У меня по телу пробежал холодок.
– О чем вы говорите?
– Сегодня мне позвонил кардинал Бойя. Он знает, что я в городе.
– Как это возможно?
– Ваш адвокат указал мое имя на каком-то документе.
– Его высокопреосвященство запугивал вас?
– Нет. Только кое о чем напомнил. А потом спросил, как ему связаться с вами.
Кровь тяжело била в виски.
– То есть?
– Он сказал, что вы сегодня на него кричали. У его окон.
– Я только пытался…
– Привлечь его внимание? У вас это получилось.
– К чему вы клоните?
– Его высокопреосвященство хочет с вами встретиться.
Я нервно огляделся.
– Прямо сейчас?
Майкл фыркнул.
– Завтра утром, до возобновления слушаний. В семь тридцать, в его апартаментах.
– Что ему нужно?
– Не знаю. Но надеюсь, что ваша встреча закончится лучше, чем моя – в аэропорту.
Я выдавил из себя еще несколько вопросов, но у Майкла не нашлось на них ответов. Имя кардинала Бойи возымело на него странное действие. Он принялся заполнять паузы восхвалением своего начальника. Бойя – великий человек. Защитник традиции. Потом пошла официальная линия: объединение с православными ослабит нашу церковь, размоет суть католичества, низведет папу до положения всего лишь их патриарха. К Майклу возвращалась его иррациональность.
Мне стало неприятно, меня знобило. Наконец я сказал:
– Майкл, я услышал достаточно. Я ухожу.
Я чувствовал, как он провожает меня взглядом.
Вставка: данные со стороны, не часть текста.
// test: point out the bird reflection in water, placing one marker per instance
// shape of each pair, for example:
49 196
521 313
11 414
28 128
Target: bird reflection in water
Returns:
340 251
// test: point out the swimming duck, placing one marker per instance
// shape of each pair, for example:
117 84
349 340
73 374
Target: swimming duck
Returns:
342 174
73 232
Будь мне известен другой выход из базилики, в тот вечер я бы им воспользовался. Всю дорогу домой я держал руку на мобильном. Несколько раз подумывал позвонить Миньятто, но и так знал, что он скажет: не слушать Майкла, не встречаться с Бойей.
Я забрал Петроса от аптекарей. Он еще и не думал спать. И мне редко когда доводилось видеть, чтобы ему так не терпелось уйти от брата Самуэля.
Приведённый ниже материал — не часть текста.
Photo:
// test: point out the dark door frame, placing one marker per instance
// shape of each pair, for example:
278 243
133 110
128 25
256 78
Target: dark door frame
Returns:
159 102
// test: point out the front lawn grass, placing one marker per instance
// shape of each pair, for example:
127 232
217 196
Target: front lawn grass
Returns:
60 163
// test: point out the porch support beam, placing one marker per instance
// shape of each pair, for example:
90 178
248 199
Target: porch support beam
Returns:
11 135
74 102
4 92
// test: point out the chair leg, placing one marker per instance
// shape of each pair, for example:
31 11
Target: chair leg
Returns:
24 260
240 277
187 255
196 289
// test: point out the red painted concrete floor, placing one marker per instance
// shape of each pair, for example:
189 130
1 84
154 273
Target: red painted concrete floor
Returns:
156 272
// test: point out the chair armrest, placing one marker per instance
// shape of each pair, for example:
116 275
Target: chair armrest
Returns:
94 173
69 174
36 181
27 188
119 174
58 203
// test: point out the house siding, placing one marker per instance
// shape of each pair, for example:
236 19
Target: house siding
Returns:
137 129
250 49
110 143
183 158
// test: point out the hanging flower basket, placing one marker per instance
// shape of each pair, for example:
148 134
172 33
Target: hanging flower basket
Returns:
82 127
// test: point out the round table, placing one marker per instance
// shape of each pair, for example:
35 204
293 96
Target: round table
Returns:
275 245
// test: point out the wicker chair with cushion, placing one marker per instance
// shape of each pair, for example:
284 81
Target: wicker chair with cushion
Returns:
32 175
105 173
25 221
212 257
– Что ты задумал? – спросил я, вставляя ключ в наш новый замок.
От возбуждения мальчик чуть ли не подпрыгивал на месте.
– Давай позвоним маме?
– Петрос, не сегодня.
Он нахмурился. Наверное, решил, что я специально его дразню: после целого дня разлуки неужели я вправду откажу ему в одной, самой главной просьбе, на исполнение которой он так надеялся?